Listen closely here to the words of Jesus, then. How then
can we stand in the way of Jesus, when he very clearly stands in for the
shepherd who abandoned the ninety-nine sheep to find the lost one, and the
woman who stayed up late into the night to find her coin that had gone missing?
The body of Christ is not complete until all of us are found in God and loved
with dignity by those of us who call ourselves Christian. And yes, that might
not just include feeding them…. But eating WITH them, at the same table, side
by side, elbow to elbow, with Jesus.
Perhaps we don’t have a lot of tax-collectors floating
around anymore, but we all encounter people that we grumble at we deem
“undeserving,” and want to begrudge a seat at the table. The good news is that
Jesus eats with sinners…. And its good news BECAUSE WE are sinners. The
repercussions of some sins might be more obvious than others. But all are given a spot next to Jesus. All
of us are, in the words of the commendation at the end of our funeral service,
we are “sheep if [God's] own fold, [lambs] of [God's] own flock, [sinners] of [God's] own redeeming.”

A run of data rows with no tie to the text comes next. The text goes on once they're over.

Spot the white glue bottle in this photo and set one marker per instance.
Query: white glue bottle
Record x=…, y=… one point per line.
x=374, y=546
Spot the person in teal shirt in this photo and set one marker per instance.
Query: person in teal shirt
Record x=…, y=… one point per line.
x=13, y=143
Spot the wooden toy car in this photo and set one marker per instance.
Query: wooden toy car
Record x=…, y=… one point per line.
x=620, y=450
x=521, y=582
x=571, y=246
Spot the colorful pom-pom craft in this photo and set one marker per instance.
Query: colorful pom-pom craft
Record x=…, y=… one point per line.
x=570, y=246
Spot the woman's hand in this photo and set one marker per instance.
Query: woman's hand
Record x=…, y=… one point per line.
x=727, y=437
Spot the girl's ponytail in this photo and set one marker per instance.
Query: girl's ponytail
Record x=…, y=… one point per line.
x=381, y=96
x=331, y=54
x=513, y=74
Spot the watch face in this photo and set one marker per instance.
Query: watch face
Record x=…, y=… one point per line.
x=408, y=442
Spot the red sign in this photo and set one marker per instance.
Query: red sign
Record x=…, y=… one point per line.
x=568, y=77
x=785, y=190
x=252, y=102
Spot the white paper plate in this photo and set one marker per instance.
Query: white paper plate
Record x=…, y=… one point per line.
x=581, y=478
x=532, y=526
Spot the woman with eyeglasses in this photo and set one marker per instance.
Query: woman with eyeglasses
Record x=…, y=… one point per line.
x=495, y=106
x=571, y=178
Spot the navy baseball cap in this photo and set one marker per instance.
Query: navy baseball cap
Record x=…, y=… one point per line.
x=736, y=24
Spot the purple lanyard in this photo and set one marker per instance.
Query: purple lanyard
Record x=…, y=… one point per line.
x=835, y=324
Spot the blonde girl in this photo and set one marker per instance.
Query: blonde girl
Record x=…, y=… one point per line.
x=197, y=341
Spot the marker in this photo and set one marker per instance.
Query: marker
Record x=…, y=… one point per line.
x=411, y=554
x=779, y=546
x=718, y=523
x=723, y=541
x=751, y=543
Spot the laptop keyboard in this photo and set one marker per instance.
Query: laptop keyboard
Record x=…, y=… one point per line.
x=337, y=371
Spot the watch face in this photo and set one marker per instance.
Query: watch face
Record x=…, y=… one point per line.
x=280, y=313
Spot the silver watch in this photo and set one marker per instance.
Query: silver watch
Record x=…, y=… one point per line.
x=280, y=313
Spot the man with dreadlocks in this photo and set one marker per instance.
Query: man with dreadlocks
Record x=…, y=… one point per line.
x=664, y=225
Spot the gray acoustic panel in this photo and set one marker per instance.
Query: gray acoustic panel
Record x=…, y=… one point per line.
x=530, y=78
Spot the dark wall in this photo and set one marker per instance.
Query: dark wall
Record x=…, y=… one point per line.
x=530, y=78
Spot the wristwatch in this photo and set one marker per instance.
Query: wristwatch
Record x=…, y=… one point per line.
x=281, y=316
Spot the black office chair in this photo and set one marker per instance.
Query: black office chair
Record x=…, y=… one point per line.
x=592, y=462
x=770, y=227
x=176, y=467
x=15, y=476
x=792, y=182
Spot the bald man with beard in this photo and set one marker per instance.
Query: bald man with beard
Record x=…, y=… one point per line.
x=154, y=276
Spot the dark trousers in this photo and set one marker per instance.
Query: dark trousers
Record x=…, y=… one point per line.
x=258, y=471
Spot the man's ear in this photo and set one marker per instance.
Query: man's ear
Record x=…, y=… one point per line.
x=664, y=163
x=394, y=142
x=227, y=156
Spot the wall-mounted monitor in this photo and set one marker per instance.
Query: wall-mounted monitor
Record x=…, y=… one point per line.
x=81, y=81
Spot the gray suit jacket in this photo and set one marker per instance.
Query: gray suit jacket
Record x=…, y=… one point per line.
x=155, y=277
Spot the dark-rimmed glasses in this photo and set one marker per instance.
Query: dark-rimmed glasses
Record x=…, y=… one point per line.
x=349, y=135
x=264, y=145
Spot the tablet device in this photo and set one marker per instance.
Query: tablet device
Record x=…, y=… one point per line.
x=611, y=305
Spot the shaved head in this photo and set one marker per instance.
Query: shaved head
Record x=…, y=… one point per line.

One of the last things that Rachel Held Evans wrote
before she died this spring, was write the introduction to this book, One Coin
Found. Evans words ring achingly true in light of her sudden death, when exhorts
us readers to remember that “you … are
immeasurably beloved by God, …with the help of the great communion of saints, ….
you… will always and ever be found.”
Nothing can separate us form the love of God. In life,
and in death, we are loved, and we are known, and we are found. Because God
will stop at nothing to gather those who are lost. Now it’s our turn, to tuck
up our own skirts, find the broom, and join in the search with that great
communion of saints… and sinners. Thanks be to God. Amen.